WaveCel has made sizeable claims about the efficacy of its technology, stating on their website that it’s
“up to 48x more effective at preventing concussions”
than a regular EPS helmet, that “adding the WaveCel technology reduced [the incidence of concussion] to 1.2%,” and, via Bicycling magazine “the company says that a helmet with WaveCel will prevent a concussion 99 out of 100 times.”
Preliminary test results of WaveCel helmets by MIPS cannot substantiate these claims. While further testing is warranted, MIPS cannot see that the helmets perform in a way that the claims Bontrager/WaveCel makes in the comparison between WaveCel and other helmets/technologies.
Once additional testing is completed, MIPS intends to share that data with the public.
MIPS’ position on evaluating the possibility of a concussion resulting from a crash is that it is a highly variable event and unique to the individual impact and rider physiology. No two crashes are the same and no two people are the same, so the risk of concussion is a near-impossible claim to make. However, rotational motion itself can be measured objectively, so that is the metric MIPS can actually report and address.
For over 20 years, MIPS has been researching brain injuries and designed its system to reduce rotational motion transferred to the brain from angled impacts to the head, keeping people safer in the outdoors, from casual beginners to professional athletes. MIPS has conducted more than 22,000 tests in their state-of-the-art test lab in Sweden. MIPS’ own Dr. Peter Halldin, with Dr.
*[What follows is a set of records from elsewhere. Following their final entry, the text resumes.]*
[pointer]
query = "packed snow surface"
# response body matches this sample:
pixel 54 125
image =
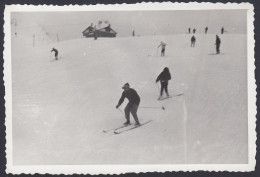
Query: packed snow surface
pixel 60 108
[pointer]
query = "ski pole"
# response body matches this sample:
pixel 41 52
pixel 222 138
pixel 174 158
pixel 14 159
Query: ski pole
pixel 158 87
pixel 121 111
pixel 163 108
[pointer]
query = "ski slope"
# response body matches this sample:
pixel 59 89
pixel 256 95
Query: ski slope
pixel 60 108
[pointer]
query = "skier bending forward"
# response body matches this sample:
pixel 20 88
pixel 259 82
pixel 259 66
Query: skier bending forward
pixel 55 53
pixel 132 106
pixel 164 77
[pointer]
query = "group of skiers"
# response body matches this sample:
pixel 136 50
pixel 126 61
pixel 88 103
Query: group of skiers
pixel 206 30
pixel 163 77
pixel 134 98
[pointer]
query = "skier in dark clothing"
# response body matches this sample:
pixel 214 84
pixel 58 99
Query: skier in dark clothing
pixel 163 48
pixel 193 40
pixel 55 53
pixel 217 44
pixel 164 77
pixel 222 30
pixel 206 30
pixel 133 104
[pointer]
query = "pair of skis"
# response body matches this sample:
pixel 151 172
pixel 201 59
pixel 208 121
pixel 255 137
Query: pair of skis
pixel 121 129
pixel 163 98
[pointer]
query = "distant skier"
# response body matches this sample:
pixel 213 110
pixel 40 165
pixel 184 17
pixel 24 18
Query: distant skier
pixel 164 77
pixel 55 53
pixel 193 41
pixel 133 104
pixel 217 44
pixel 222 30
pixel 95 35
pixel 206 30
pixel 162 45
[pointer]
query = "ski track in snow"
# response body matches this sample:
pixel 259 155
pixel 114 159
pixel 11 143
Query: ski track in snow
pixel 60 108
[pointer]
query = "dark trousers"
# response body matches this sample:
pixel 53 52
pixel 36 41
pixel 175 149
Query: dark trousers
pixel 217 49
pixel 133 109
pixel 162 52
pixel 192 43
pixel 164 87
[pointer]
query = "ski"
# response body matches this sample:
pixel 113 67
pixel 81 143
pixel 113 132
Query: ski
pixel 163 98
pixel 125 130
pixel 123 126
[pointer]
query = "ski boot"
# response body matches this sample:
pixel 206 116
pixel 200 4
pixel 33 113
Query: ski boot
pixel 127 123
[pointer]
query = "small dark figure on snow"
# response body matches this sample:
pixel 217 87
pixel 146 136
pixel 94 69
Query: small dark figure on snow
pixel 217 44
pixel 222 30
pixel 206 30
pixel 133 104
pixel 55 53
pixel 193 41
pixel 95 36
pixel 164 77
pixel 162 45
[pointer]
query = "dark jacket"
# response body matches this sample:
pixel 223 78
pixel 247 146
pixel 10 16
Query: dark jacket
pixel 218 41
pixel 131 95
pixel 164 76
pixel 55 51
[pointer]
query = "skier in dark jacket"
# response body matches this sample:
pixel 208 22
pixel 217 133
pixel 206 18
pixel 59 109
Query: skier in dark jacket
pixel 133 104
pixel 222 30
pixel 162 45
pixel 217 44
pixel 55 53
pixel 206 30
pixel 193 41
pixel 164 77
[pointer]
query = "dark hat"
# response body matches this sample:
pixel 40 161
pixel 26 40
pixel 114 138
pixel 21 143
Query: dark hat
pixel 125 86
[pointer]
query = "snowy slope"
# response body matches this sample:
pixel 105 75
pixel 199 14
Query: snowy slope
pixel 60 108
Hans von Holst, has authored several academic papers on helmet impact biomechanics since 2001.
While MIPS finds it encouraging that more and more brands are acknowledging the damaging rotational motion, there is still a lack of an industry-wide standard from third party testing organizations to ensure accurate information for consumers – something MIPS called out earlier this month.
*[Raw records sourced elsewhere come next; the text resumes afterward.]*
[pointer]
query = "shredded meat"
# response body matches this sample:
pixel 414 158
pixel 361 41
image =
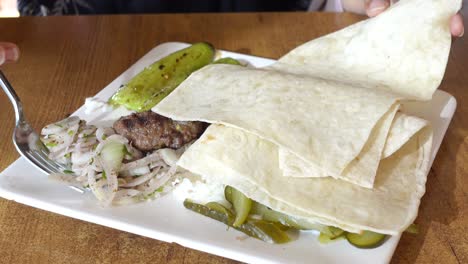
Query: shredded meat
pixel 149 131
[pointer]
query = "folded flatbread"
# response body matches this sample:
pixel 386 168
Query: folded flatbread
pixel 250 164
pixel 329 104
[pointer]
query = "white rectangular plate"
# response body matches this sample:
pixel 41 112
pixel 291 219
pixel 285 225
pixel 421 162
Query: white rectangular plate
pixel 166 219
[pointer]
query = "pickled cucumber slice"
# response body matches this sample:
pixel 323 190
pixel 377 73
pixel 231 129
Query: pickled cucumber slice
pixel 227 60
pixel 412 229
pixel 241 203
pixel 293 222
pixel 367 239
pixel 260 229
pixel 159 79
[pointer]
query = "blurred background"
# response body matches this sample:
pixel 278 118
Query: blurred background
pixel 15 8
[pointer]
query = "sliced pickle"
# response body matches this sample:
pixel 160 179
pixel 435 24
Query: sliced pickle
pixel 227 60
pixel 241 203
pixel 412 229
pixel 260 229
pixel 293 222
pixel 367 239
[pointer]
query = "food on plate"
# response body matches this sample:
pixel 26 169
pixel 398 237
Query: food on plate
pixel 227 60
pixel 149 131
pixel 108 164
pixel 263 230
pixel 316 141
pixel 362 164
pixel 156 81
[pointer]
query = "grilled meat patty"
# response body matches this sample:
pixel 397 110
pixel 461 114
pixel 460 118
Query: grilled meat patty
pixel 149 131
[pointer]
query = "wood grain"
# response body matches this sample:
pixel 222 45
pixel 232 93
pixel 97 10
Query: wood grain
pixel 65 59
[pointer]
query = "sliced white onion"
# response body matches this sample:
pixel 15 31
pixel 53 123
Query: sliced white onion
pixel 141 162
pixel 169 156
pixel 156 183
pixel 103 132
pixel 142 179
pixel 136 171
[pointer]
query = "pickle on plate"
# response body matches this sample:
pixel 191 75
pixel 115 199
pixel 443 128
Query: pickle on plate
pixel 227 60
pixel 293 222
pixel 412 229
pixel 241 203
pixel 366 239
pixel 260 229
pixel 159 79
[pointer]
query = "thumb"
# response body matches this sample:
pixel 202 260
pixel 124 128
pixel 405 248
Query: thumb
pixel 375 7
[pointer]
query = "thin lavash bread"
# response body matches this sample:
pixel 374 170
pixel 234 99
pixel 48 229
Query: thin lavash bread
pixel 325 123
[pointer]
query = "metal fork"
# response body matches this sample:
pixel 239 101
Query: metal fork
pixel 27 141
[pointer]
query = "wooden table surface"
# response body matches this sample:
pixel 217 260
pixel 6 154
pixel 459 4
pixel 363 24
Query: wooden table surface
pixel 65 59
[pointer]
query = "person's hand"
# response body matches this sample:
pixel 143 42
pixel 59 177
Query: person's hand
pixel 375 7
pixel 9 52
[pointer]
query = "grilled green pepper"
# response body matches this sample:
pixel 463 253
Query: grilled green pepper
pixel 260 229
pixel 159 79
“We at MIPS have conducted more than 22,000 tests and we know that not all helmets are equally safe, not even the ones that claim to address rotational motion”, says Johan Thiel, CEO of MIPS.
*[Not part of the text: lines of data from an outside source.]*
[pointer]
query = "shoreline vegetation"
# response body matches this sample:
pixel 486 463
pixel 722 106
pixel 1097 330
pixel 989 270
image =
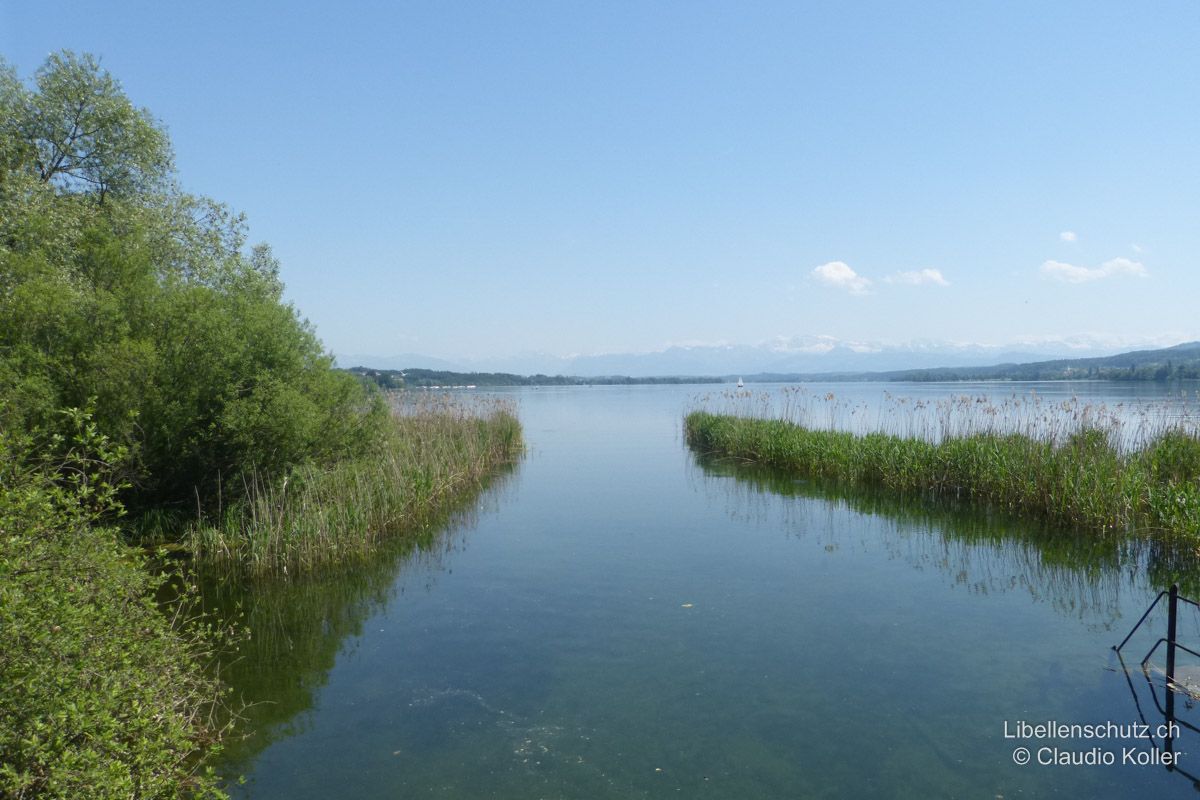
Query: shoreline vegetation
pixel 157 394
pixel 1071 463
pixel 433 451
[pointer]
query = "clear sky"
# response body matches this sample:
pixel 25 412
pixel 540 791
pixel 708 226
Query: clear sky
pixel 480 179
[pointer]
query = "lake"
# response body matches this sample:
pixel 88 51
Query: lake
pixel 618 617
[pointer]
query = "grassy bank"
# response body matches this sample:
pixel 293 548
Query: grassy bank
pixel 1081 477
pixel 432 451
“While we hope from a consumer standpoint that Bontrager’s claims are accurate, we are curious to see how it lives up to the tests conducted in our lab.”
“We are a company of scientists, so we’re approaching this in the spirit of collaboration inherent to scientific research. If together, we can make cycling safer for riders, then we will have honored our mission to make the safest helmets possible.”